I hate to say this, but we need a war and a recession in order to get a lot of these jugheads focusing on what's really important.

-- Anonymous, March 26, 2002

Where is jesse jerkson? Er, I mean Jackson.

-- Anonymous, March 27, 2002

Meemur,

I am sad to say that I think you are going to get your wish (if you would call it a wish).

War sometimes has good benefits. Economies sometimes boom during war- time. Other benefits include making us all aware of what is really important. Some of the trash just filters down to the bottom as those items were never really important to begin with. The downside is of course loss of life.

If the blacks are going to sue, what about the poor white share- croppers? When will it end?

-- Anonymous, March 27, 2002


And as usual the indians, the original landowners who were displaced and slaughtered will be forgotten.
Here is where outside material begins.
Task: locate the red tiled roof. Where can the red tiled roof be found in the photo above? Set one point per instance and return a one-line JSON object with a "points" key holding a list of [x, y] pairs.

I think these people need to stop and really look at the order of things. If anything, the native Americans should get reparations first.

As has been said many many times, the descendants of the slaves are more than welcome to go back where their ancestors came from. That isn't what they really want, though. They just want something for nothing, claiming it was earned thru the sweat and suffering of their long dead ancestors.

Perhaps we could consider the ones that were tossed over the side of the ships to drown first?

-- Anonymous, March 27, 2002


Um, well, the Brits could start with the Vikings, I suppose, then the Romans, then the Vikings again and the Saxons. Of course, there's the French in 1066 as well. I guess we could go after the Japanese in WWII, who used quite a few Brits for slave labor. There may be other exploiters but these will do for starters.

-- Anonymous, March 27, 2002


Hmmm, maybe for starters we good go after Eve. If she hadn't partaken of the fruit of knowledge none of this would have happened.

-- Anonymous, March 27, 2002

IMHO this has more to do with the bottom feeders that they call lawyers rather than blacks.

-- Anonymous, March 27, 2002

In Carl Sandberg's immortal words (as best I can remember) "Why does the hearse-horse snicker, when he hauls a lawyer away."

Of course there are some fine people who are lawyers, like one of my nephews.

-- Anonymous, March 27, 2002


Actually, if any living person can prove that they were a slave back then, I say that the person should be allowed to sue. If the others can't prove that they were slaves, they have no case. JMHO

-- Anonymous, March 27, 2002

Yeah, Apoc. Cool idea. Didn't the oldest living woman, a French lady, die at 119 last year or something? And the oldest man now is 117? I don't remember.